Jurisdiction after jurisdiction has signed on to that canard. It forces onto us a fraudulent premise that denies the reality of our own physical bodies. Ten Republican U.S. senators even signed on to this ridiculously false premise back in 2013. Neat trick, no? We now have hundreds of jurisdictions nationwide with laws that de-sex us. They essentially tell us that biological sex is not something any of us are, but something we have. Or don’t have.
In the past we recognized sex at birth or identified sex at birth. (Today we can identify it well before birth.) But now—voila!—our laws say sex is assigned to us at birth. How insane is that?
To be human is to be male or female. To be human is to be the living, breathing union of one male and one female. No exceptions. This is the case whether you are male or female or intersex, and, yes, even if you identify as transgender. Furthermore, our sex is not a body part. It is inscribed into the DNA of every cell in our bodies.
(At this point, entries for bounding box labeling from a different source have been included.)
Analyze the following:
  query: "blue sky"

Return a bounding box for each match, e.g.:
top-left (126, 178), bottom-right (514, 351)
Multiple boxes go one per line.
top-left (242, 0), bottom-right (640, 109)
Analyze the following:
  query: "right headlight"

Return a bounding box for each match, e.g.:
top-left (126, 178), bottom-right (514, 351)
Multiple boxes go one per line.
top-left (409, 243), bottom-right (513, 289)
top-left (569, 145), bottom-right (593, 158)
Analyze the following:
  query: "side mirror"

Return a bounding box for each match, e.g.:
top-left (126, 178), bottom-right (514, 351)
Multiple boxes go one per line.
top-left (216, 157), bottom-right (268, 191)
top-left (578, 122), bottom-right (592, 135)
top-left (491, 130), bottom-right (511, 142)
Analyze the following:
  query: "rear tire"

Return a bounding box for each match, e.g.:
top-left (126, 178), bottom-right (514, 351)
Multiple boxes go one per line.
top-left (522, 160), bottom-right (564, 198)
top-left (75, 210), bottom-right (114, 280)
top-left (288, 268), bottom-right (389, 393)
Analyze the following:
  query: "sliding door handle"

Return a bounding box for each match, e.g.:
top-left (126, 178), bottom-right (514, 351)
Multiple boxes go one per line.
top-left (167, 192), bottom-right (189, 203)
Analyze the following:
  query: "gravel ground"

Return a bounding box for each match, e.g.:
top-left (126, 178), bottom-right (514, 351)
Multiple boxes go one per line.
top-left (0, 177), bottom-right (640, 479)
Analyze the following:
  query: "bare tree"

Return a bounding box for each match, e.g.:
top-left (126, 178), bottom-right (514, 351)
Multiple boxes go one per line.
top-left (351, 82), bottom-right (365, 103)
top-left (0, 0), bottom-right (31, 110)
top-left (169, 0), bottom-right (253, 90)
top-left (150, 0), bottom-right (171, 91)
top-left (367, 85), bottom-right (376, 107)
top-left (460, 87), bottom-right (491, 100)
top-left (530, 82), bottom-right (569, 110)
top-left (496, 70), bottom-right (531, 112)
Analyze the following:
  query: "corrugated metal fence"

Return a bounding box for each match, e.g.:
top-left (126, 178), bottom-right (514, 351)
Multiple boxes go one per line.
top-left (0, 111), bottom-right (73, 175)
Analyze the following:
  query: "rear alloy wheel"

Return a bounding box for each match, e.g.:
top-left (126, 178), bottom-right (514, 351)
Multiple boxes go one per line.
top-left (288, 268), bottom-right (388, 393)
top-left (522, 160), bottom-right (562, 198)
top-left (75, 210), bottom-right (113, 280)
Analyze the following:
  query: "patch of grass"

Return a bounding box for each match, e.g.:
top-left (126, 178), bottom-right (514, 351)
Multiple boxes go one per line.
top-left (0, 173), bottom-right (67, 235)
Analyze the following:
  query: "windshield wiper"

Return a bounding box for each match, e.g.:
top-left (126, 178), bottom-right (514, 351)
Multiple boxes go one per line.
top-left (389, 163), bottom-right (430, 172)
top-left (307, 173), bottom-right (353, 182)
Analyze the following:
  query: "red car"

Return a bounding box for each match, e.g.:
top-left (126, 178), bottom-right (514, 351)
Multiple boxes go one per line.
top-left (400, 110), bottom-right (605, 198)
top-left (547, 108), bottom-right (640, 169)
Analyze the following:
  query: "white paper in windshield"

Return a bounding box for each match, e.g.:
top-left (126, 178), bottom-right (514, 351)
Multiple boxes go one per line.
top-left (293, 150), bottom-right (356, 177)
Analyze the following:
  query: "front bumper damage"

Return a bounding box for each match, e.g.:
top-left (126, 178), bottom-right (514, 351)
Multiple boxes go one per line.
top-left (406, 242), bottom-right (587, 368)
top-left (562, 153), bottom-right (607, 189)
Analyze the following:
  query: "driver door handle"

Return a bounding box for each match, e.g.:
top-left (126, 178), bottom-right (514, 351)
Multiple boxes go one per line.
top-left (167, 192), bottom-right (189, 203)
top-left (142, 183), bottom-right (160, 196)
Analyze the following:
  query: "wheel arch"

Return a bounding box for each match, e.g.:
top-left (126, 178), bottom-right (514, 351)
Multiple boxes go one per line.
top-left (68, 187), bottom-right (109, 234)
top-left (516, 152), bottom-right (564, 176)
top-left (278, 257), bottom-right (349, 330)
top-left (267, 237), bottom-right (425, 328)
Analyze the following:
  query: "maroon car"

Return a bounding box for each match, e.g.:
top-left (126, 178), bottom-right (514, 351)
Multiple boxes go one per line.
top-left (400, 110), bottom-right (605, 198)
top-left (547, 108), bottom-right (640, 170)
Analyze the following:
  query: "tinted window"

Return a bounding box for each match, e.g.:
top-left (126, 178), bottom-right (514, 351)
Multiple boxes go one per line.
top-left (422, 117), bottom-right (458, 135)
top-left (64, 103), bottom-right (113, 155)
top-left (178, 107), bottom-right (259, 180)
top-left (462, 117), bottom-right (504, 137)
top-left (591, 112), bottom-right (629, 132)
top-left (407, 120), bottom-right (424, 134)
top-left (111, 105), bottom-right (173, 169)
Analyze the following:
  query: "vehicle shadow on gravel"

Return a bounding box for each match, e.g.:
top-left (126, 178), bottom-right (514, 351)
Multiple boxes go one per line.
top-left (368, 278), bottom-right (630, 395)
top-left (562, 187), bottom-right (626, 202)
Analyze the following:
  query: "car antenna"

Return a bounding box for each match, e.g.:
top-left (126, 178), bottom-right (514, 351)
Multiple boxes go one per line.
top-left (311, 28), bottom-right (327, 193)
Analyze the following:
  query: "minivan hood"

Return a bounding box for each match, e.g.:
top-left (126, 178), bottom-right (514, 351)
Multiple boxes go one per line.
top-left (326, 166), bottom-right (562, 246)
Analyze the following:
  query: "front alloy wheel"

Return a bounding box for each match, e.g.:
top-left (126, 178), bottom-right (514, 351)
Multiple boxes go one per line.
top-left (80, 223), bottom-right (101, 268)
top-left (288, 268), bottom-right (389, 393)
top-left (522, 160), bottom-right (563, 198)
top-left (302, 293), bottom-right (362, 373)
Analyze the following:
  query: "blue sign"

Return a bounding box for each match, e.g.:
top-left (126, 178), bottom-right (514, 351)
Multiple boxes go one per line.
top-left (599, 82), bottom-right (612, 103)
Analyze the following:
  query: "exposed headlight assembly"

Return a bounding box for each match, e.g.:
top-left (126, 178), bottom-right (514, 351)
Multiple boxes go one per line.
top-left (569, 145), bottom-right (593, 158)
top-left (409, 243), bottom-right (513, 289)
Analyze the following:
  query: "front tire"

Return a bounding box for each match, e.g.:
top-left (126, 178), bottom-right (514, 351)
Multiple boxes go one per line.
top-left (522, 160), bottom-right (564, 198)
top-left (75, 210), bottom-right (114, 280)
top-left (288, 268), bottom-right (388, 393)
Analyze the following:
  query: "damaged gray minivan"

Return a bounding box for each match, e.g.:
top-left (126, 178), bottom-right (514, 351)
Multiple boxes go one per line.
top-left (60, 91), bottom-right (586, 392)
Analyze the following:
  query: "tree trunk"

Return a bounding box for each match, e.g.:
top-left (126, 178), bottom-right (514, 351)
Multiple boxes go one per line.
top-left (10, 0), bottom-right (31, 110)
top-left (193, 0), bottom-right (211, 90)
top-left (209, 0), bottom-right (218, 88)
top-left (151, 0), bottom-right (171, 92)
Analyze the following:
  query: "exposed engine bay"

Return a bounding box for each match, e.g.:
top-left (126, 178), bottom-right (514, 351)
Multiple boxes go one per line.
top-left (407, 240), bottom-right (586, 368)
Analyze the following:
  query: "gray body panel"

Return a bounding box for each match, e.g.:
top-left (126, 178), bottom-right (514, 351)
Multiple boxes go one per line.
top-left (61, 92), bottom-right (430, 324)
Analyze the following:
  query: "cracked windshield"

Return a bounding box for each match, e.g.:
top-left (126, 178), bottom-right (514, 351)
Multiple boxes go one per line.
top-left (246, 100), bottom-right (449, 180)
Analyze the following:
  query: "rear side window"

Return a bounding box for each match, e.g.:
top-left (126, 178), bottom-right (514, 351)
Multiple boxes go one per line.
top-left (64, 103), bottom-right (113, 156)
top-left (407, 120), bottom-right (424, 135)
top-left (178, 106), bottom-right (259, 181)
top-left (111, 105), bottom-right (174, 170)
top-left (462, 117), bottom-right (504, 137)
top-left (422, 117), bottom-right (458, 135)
Denying the reality of one’s biological sex is, in a real sense, a denial of one’s whole body and mind. As society and its laws cover up these facts, we stray closer to a society that can decline to recognize the full humanity of any human being. This is not a good place to be. Not for anybody, including the LGBT folks who are being used as pawns to commit this virtual crime against humanity.
So what happens if we replace in our laws a concrete word like “sex” with an abstraction like “gender”? Can sex distinctions still legally exist?